Towards distinguishing transported and in situ ferricretes: data from southern Australia

Created 16/10/2025

Updated 16/10/2025

Controversy has arisen in the past decade concerning ferricrete genesis by relative (in situ) or absolute (lateral) concentration of iron and aluminium oxides. Some regard laterite profiles as stratigraphic sequences, with crusts being remnants of iron-impregnated valley sediments. In contrast, the traditional notion of laterite formation invokes vertical translocation of minerals under humid tropical conditions on peneplains close to ultimate base level, with incomplete profiles reflecting variable degrees of erosion. Criteria to discriminate the dominant mode of ferricrete origin include topographic and stratigraphic relationships. A transported origin is favoured by unconformable contacts between truncated bedrock structures or quartz veins, overlain by ferruginised materials, whereas preservation of bedrock structures through the complete profile indicates formation in place. Ferricrete macromorphology can also be useful in determining whether iron oxides have moved into an area. Petrological studies suggest that pisoliths with angular irregular shapes and diffuse external borders, and those with similar framework grains within pisoliths and matrix materials, appear to have formed in situ.
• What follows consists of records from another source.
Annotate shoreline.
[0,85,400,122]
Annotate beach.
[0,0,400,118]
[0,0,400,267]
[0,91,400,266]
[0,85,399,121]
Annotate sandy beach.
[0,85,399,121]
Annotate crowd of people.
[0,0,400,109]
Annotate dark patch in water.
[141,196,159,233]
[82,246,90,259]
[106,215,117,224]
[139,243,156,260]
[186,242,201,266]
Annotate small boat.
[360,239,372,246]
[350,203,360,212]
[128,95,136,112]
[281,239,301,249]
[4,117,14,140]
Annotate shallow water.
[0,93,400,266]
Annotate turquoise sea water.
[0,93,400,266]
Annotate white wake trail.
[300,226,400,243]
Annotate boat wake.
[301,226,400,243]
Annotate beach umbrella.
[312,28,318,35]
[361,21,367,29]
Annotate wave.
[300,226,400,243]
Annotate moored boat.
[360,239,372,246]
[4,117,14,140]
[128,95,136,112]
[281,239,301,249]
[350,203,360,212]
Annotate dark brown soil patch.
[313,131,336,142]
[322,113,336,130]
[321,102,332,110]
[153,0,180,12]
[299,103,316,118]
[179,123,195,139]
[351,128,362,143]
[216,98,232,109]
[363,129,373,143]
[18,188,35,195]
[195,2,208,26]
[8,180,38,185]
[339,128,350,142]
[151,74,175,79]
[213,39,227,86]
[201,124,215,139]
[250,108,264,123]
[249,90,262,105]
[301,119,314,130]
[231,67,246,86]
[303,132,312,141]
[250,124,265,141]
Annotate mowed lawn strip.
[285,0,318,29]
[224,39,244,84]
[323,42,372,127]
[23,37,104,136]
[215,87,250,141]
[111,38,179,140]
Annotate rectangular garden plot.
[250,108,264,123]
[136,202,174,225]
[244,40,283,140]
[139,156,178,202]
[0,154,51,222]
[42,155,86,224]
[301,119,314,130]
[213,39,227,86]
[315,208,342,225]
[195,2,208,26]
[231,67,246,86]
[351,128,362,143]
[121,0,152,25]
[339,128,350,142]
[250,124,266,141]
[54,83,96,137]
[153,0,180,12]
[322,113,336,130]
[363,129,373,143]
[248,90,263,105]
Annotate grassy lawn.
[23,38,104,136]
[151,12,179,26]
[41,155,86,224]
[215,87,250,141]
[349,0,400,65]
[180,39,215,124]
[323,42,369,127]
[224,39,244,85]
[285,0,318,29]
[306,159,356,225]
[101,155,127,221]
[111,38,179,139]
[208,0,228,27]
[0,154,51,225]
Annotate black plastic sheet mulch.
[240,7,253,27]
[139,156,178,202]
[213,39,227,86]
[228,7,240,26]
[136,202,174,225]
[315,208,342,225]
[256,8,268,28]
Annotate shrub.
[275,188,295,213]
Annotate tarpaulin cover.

Formation by physical break up of ferruginised materials, transport and modification is favoured by broken surface coatings, different-sized grains in pisoliths and their matrix materials, different-sized grains in adjacent pisoliths, multiple laminar goethite rinds on pisoliths, abraded compound nodules cemented together by ferruginous, concretionary material, and complex pisolith-within-pisolith structures. Monomineralogy may suggest in situ pisolith formation, whereas transport is favoured by polymineralogical pisoliths resting on materials that could not have provided the elements for their formation. In pisolitic ferricrete, significantly different matrix composition from that of the pisoliths favours interpretation of pisoliths as clastic components incorporated within different materials. Furthermore, maghemitic pisoliths at depth suggest transport and burial and scattering of palaeomagnetic data from individual pisoliths indicates physical disturbance since their formation.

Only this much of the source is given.